True: right or correct (as defined by the students). Characters who always told the truth were called “Knights.” Those who always told lies were “Liars.” Those who did both were “Normals.”
Truth Value: the property of a statement that defines it as true or false
Negate: to state the opposite of a statement, often done with the insertion of the word “not.” Of course, you can rephrase. “Not” is not a required word. Characters who negated every statement were “Negators.”
Converse: a statement that reverses the position of the premise (“A”) and conclusion (“B”). We did not use the terms premise and conclusion in class, but discussed how the converse rearranges a conditional or categorical statement. Our characters who did this were called “Conversers.” At least one student lobbied to call them “Rearrangers,” but I thought that might be confusing.
Inverse: a statement that negates both A and B. Characters who did this, of course, were “Inversers.”
Contrapositive: the converse of the inverse (or, the inverse of the converse)
Logical Contradiction: the conjunction of a statement and its negation (The kids called characters who uttered logical contradictions “Blenders.”)
I know that some of you reading this know a lot more about logic than I do. I used more of Bob and Ellen Kaplan’s advice when I planned this Math Circle: choose a topic that you’re curious but know only a little bit about. I was learning some of this material along with the kids. So if I’ve unwittingly made any mistakes here, please let me know.

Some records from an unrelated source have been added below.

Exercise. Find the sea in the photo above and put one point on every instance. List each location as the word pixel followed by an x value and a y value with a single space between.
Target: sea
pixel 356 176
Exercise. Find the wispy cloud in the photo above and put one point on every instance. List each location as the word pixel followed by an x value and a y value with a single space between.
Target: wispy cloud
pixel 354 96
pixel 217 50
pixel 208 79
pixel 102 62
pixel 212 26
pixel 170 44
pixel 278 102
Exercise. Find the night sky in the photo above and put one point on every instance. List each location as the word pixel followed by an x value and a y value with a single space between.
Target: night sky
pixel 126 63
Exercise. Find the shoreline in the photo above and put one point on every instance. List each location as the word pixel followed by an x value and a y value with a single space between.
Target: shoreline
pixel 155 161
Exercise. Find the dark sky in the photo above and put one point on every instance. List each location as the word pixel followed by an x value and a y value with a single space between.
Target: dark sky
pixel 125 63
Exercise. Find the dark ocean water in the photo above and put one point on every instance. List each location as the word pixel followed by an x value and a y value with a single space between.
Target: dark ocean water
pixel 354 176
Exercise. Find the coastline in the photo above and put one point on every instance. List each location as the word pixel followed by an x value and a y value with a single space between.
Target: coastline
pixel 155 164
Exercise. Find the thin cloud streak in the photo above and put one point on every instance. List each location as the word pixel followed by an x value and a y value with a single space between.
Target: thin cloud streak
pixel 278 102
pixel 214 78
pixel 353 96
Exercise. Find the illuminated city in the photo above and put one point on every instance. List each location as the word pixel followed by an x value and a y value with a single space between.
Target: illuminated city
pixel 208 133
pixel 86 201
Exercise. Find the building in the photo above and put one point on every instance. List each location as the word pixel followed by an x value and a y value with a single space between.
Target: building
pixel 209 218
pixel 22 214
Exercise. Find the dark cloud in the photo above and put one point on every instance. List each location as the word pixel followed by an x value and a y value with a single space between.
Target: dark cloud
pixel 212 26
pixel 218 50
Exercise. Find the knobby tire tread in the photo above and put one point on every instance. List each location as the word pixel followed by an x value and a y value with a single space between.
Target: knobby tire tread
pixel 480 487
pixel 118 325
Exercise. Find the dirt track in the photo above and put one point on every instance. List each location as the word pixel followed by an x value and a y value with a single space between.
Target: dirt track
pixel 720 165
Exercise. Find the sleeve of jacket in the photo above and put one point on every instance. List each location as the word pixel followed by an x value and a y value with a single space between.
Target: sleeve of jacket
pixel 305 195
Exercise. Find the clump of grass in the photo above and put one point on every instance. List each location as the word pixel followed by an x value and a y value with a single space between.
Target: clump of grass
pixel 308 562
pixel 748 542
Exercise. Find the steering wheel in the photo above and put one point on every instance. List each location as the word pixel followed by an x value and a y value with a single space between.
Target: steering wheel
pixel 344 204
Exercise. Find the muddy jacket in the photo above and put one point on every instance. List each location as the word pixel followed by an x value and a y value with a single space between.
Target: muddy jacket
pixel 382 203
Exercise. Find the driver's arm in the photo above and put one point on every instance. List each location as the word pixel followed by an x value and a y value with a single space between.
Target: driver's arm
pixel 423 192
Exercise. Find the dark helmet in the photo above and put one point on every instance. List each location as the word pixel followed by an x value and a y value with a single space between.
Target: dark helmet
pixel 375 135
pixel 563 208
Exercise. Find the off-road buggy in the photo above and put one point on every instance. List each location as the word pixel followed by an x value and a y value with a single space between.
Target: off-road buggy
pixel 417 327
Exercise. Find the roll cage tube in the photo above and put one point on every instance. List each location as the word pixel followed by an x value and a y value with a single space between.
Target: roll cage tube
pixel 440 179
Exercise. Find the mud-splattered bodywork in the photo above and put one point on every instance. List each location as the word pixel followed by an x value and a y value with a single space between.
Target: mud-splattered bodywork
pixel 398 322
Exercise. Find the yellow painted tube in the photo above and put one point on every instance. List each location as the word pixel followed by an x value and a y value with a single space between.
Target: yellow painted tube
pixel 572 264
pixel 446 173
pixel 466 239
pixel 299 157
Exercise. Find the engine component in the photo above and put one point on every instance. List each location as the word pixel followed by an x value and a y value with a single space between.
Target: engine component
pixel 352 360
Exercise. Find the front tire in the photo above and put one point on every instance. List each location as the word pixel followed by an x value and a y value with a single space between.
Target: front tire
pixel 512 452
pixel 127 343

Also please let me know if you can explain the concept of the Pragmatic Truth as it applies to mathematics. During a tour of the Barnes Foundation recently, I learned that Dr. Barnes studied Pragmatism with John Dewey. This definition of truth is very different from the logical and scientific definitions I’m familiar with. I got to wondering whether anyone has applied Pragmatism to mathematics, so poked around online some more. Someone has, but don’t really understand what I’m reading. Please let me know if you can summarize or explain this in a paragraph or so. Thank you!
Finally, I promised some of you more history of Dodgson, so here you go. The kids had two questions about Dodgson’s life that I couldn’t answer, so I’ll throw them out to you:
- When he took Holy Orders at Christ Church College and gave up the right to marry, was he allowed to date?
- Why did some of his diaries go missing?
Thank you all for reading, advising, questioning, and participating.